Oleh: Emha Ainun Nadjib
Yang hadir ke acara besar Ulang Tahun Pondok Modern Gontor Ponorogo itu banyak tokoh pemerintah dan para kiai. Menteri Agama, Gubernur Jatim, Pangdam, serta tentu saja para Muspika Ponorogo dan para tokoh alumni Gontor sendiri. Kemudian sangat penting untuk dicatat adalah tamu istimewa putranya Presiden Suharto, yakni Mas Bambang Trihatmodjo.
Acara diliput oleh salah satu stasiun televisi nasional yang ketika itu paling unggul. Bersama KiaiKanjeng saya bertugas mengisi acara. Setelah beberapa lama saya bicara dan satu dua nomor musik dibunyikan, seseorang mendatangi saya memberikan sobekan kertas yang isinya merupakan pemberitahuan agar saya tidak berbicara politik dan sejumlah blablabla lainnya.
Ternyata ada setan numpang di secarik kertas itu dan langsung merasuki saya. Mendadak muncul amarah di dada saya dan suhu panas di kepala saya. Mungkin karena peristiwa pemberian peringatan itu tidak logis bagi saya. Kenapa panitia mengundang orang yang mereka tidak percaya, sehingga perlu diberi peringatan? Saya bukan tukang makar. Saya tidak punya jiwa pemberontak. Tidak gagah berani melawan rezim. Mental saya pengecut untuk membenturkan diri saya kepada siapa pun dan apa pun.
Maka tangan kiri saya naik, jari telunjuk saya menuding ke arah putra presiden. ”He Bambang, nanti sampai rumah hitung kembali semua hartamu. Berapa persen yang halal, berapa persen yang haram dan berapa persen yang syubhat…”
Ruangan mendadak senyap. Anggota KiaiKanjeng berbisik dari belakang saya, “Cak, sudah, sudah tho. Itu anak Raja lho…”
Sebelum saya bereaksi, tiba-tiba terdengar suara pembawa acara yang dibunyikan dari mikrofon di tempatnya. ”Saudara-saudara, demikianlah tadi acara telah kita langsungkan dengan alhamdulillah lancar…”
Saya gebrak meja. Setan benar-benar menguasai hati saya. ”Diam!” saya membentak. ”Saya yang memulai, saya mengakhiri!”. Hampir saya teruskan menjadi improvisasi lagu dangdut. ”Kau yang memulai, kau yang mengakhiri…” Untung masih tersisa kesadaran untuk membatalkannya.
Semua diam dan tidak ada pergerakan apa-apa sampai paket KiaiKanjeng saya selesaikan. Ketika kami ke belakang panggung, ada tiga kali utusan, yakni ustadz-ustadz Gontor yang meminta saya untuk ke rumah Pak Kiai, makan bersama para tamu. Saya menjawab sangat kampungan: ”Siapa saja yang butuh saya, ke sini.”

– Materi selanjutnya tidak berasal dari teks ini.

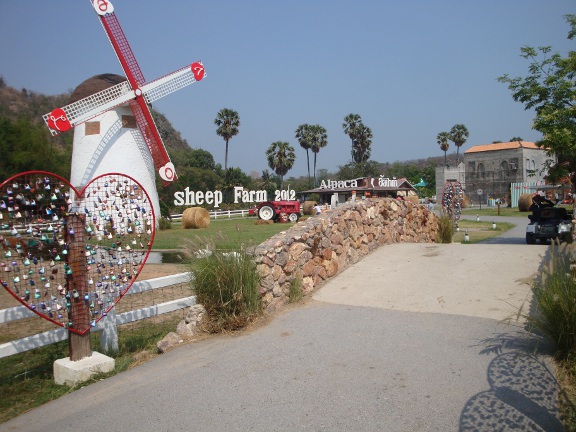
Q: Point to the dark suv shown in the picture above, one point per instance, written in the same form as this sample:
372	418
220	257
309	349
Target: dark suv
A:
549	223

Tiga utusan saya jawab sama. Sampai akhirnya saya kompromi: ”Baik, saya bersama KiaiKanjeng akan ke tempat transit, kemudian kami akan pulang, beberapa kendaraan kami akan berhenti di depan rumah Pak Kiai, dan hanya saya yang turun.”
Demikianlah yang kami lakukan. Konvoi kendaraan KiaiKanjeng berhenti tanpa mematikan mesin. Saya keluar, berjalan masuk ke rumah Pak Kiai, menyalami beliau dan pamit akan pulang ke Yogya. Saya langsung ngacir keluar rumah Pak Kiai, tanpa menoleh kepada satu orang pun. Kemudian kami melaju ke Ponorogo, mencari warung pecel.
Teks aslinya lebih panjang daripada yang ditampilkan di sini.